Das Atmosphärische gefiel sich in den Farben schwarz und grau, auch schneite es fast unaufhörlich. Das Bühnenbild von Rufus Didwiszus benötigte gerade mal einen granittönigen Einheitsraum mit neun herunter- und hinauffahrbaren Neonröhren, die mehr oder weniger Weißlicht ausstrahlten. Emma Ryotts Kostümdesign hatte in manchen Szenenbildern einen ziemlich abenteuerlichen Zuschnitt, beispielsweise die auf Stelzen gehenden Reisigträger kurz nach dem Beginn der Winterreise. Mein persönliches Lieblingsbild erfolgte beim 21. Lied ("Auf einen Totenacker..."); das ist die Szene, wo dem Wanderer der Eintritt in das kühle Wirtshaus verwehrt wird und er nicht in der Lage ist, die Phalanx von Wirtsfrauen in langen grauen Kleidern, die sich mit dem Rücken zu ihm aufstellten, zu durchbrechen... Ansonsten präsentierten sich die Tänzerinnen und Tänzer des Staatsballetts Berlin immer dann, wenn sie nicht (schwarz oder grau) kostümiert waren, oberkörperfrei und/ oder in hautfarbenen Stoffen. Allein das Schlussbild (!): eine körperästhetische Verheißung ersten Grades [s. Foto unten]; das hatte etwas von einem Michelangelo-Fresko. Betörend schön.

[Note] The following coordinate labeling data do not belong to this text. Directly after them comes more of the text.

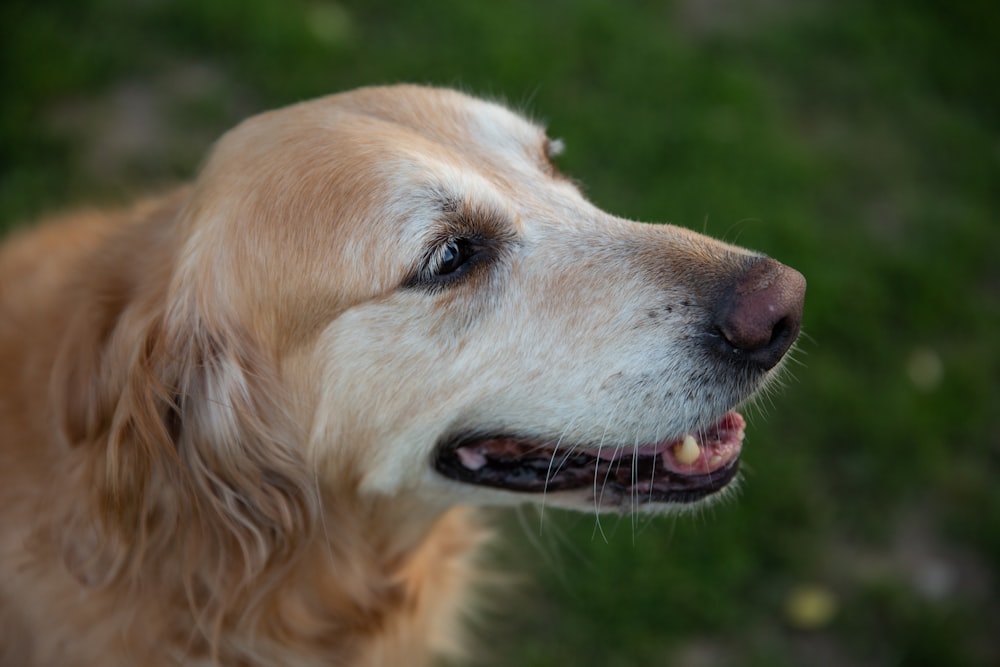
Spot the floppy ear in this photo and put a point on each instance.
(188, 460)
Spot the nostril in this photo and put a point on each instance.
(761, 315)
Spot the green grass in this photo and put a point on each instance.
(856, 141)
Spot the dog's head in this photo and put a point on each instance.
(452, 319)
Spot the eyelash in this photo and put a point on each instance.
(452, 259)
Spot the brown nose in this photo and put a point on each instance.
(761, 316)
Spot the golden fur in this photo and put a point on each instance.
(217, 408)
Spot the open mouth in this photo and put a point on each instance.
(681, 470)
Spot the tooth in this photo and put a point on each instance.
(687, 451)
(470, 458)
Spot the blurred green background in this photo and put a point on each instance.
(858, 141)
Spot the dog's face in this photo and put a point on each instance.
(453, 319)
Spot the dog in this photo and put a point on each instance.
(248, 422)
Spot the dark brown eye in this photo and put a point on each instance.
(453, 255)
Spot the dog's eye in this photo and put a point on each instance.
(452, 256)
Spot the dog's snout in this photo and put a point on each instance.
(761, 315)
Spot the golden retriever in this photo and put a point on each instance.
(244, 424)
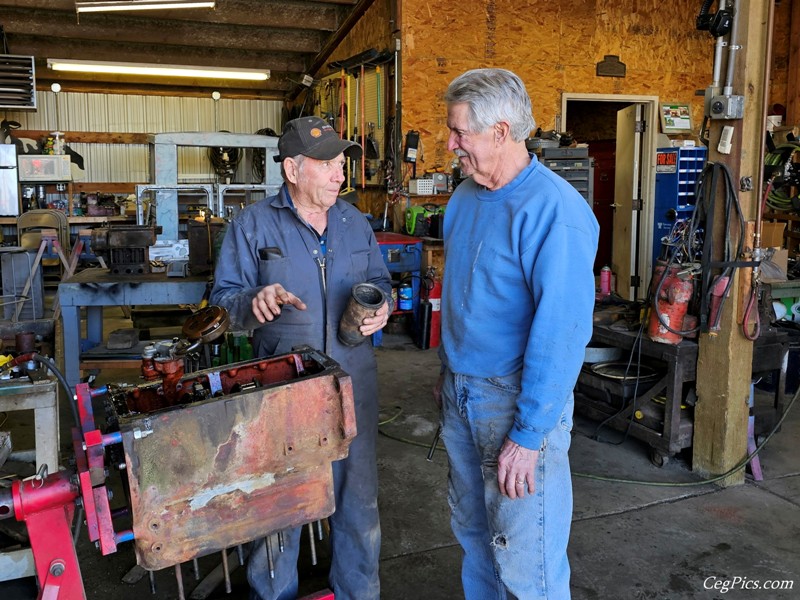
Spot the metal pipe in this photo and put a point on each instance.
(717, 67)
(764, 114)
(733, 47)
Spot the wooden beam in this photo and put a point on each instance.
(43, 48)
(114, 29)
(335, 40)
(724, 363)
(88, 137)
(256, 13)
(793, 84)
(164, 89)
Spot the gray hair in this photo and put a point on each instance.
(493, 95)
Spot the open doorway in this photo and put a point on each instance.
(625, 221)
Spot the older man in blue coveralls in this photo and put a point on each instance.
(286, 269)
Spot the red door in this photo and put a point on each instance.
(604, 154)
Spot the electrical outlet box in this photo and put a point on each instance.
(420, 187)
(724, 146)
(727, 107)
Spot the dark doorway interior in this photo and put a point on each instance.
(595, 123)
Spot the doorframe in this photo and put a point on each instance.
(648, 167)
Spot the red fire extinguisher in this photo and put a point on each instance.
(671, 301)
(435, 298)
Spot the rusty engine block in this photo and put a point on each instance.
(225, 455)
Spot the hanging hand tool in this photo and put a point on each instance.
(363, 133)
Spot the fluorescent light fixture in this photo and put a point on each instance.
(125, 5)
(120, 68)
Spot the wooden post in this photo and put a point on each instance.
(724, 362)
(793, 85)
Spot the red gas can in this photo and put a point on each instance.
(670, 303)
(435, 298)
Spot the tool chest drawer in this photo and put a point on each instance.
(567, 163)
(400, 252)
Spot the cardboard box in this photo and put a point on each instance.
(772, 234)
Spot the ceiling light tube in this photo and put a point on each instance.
(125, 5)
(122, 68)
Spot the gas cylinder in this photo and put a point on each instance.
(674, 294)
(435, 298)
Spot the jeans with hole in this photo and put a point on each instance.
(512, 548)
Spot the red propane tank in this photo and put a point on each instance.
(435, 298)
(671, 303)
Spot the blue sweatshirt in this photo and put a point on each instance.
(518, 290)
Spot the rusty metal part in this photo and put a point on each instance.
(179, 579)
(270, 557)
(125, 248)
(226, 572)
(221, 470)
(313, 545)
(207, 324)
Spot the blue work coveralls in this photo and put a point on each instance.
(324, 283)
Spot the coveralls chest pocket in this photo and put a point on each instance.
(359, 262)
(273, 270)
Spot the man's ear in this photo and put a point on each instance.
(291, 168)
(501, 131)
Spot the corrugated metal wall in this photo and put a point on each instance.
(110, 163)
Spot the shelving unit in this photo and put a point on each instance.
(791, 235)
(677, 172)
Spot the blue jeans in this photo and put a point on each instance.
(512, 548)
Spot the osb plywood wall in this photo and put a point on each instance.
(554, 47)
(373, 30)
(779, 76)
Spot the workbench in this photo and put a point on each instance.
(39, 396)
(96, 288)
(660, 411)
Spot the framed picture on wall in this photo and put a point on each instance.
(675, 117)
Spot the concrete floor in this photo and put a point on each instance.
(629, 541)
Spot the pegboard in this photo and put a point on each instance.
(352, 103)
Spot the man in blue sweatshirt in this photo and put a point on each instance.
(518, 295)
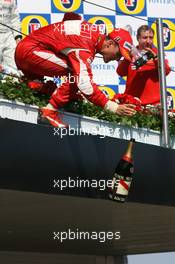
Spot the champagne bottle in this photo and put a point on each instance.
(123, 175)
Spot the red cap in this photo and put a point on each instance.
(123, 38)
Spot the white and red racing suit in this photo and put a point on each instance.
(64, 48)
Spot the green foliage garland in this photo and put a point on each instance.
(13, 90)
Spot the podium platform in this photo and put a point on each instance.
(32, 157)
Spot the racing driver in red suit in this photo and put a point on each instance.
(143, 82)
(67, 49)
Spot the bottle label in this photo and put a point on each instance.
(123, 187)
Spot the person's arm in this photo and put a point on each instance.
(152, 65)
(15, 23)
(80, 61)
(122, 68)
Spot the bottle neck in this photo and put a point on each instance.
(128, 154)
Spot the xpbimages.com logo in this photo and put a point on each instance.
(76, 234)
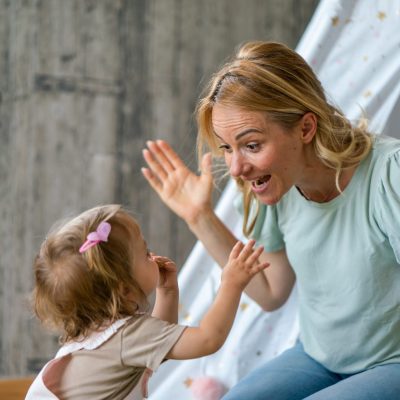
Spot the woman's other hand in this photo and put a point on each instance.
(243, 264)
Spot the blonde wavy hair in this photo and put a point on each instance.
(76, 293)
(269, 77)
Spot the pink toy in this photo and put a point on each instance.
(207, 388)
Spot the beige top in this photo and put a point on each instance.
(115, 367)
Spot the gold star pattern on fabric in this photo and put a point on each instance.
(335, 20)
(187, 317)
(368, 93)
(188, 382)
(381, 15)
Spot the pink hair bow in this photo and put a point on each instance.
(99, 235)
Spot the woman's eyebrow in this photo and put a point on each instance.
(241, 134)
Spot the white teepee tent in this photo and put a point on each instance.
(354, 47)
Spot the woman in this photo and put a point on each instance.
(322, 196)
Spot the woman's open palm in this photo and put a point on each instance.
(184, 192)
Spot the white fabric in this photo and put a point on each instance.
(354, 47)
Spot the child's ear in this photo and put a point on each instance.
(308, 126)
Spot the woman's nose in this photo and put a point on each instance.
(237, 165)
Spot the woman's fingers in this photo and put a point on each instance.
(173, 159)
(156, 168)
(160, 155)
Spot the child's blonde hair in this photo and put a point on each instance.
(77, 293)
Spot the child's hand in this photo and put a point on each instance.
(243, 264)
(168, 273)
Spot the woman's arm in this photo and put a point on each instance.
(167, 292)
(189, 196)
(215, 326)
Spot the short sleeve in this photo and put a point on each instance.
(388, 201)
(147, 340)
(266, 230)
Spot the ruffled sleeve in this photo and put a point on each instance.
(387, 202)
(147, 340)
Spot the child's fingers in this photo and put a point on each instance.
(259, 267)
(247, 250)
(253, 257)
(237, 248)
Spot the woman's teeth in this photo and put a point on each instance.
(261, 181)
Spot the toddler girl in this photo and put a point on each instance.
(93, 277)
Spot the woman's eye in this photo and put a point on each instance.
(253, 146)
(225, 148)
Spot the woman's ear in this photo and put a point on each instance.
(308, 126)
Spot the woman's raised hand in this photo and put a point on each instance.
(184, 192)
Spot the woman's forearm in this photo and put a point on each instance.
(166, 305)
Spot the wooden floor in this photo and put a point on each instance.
(14, 389)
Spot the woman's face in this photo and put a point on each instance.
(259, 151)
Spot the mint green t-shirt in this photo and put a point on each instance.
(346, 257)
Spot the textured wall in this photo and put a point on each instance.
(84, 84)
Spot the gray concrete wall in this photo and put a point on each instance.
(84, 84)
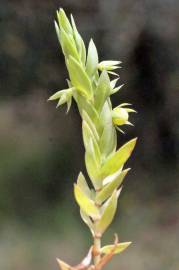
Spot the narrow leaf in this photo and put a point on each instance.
(79, 78)
(102, 91)
(63, 21)
(120, 247)
(107, 190)
(92, 59)
(108, 214)
(81, 182)
(118, 159)
(86, 204)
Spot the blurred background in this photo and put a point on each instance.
(41, 149)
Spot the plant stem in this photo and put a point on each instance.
(97, 246)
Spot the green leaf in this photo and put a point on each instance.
(57, 31)
(87, 221)
(79, 42)
(79, 78)
(102, 91)
(81, 182)
(92, 59)
(108, 140)
(64, 22)
(91, 125)
(118, 159)
(58, 94)
(86, 204)
(119, 248)
(108, 65)
(108, 214)
(115, 90)
(107, 190)
(90, 142)
(68, 45)
(93, 170)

Der Tenor Matthew Newlin sang und gestaltete auf das Bewundernswerteste seinen weit über anderthalbstündigen Part. Wer in den vorderen Parkettreihen saß, konnte ihn, der etwas erhöht gegenüber dem Dirigenten (Dominic Limburg) stand, dabei beobachten, was und v.a. wie er Zenders Winterreise-Version zu interpretieren verstand - an und für sich ist es ja schon beim Schubert'schen Original eine kräftezehrende Herausforderung, so derart lange stimmlich durchzuhalten; beim Zender kommt dann allerdings erschwerend noch dazu, dass der Tenor zusätzlich gegen ein Orchester (Staatskapelle Berlin) ansingen musste.

Ich gebe unumwunden zu, dass ich kein Fan der Zender-Winterreise bin, zu verfremdet, zu aufgeblasen, zu wichtigtuerisch kommt sie mir vor; somit empfinde ich sie eigentlich als völlig überflüssig und hätte mir gewünscht, dass Spuck doch besser und auch "richtiger" auf Schubert pur zurückgegriffen hätte. Vielleicht wäre ihm dann "automatisch" aufgegangen, dass die Winterreise in der Tat zu einem echten Handlungsballett getaugt haben könnte; doch egal.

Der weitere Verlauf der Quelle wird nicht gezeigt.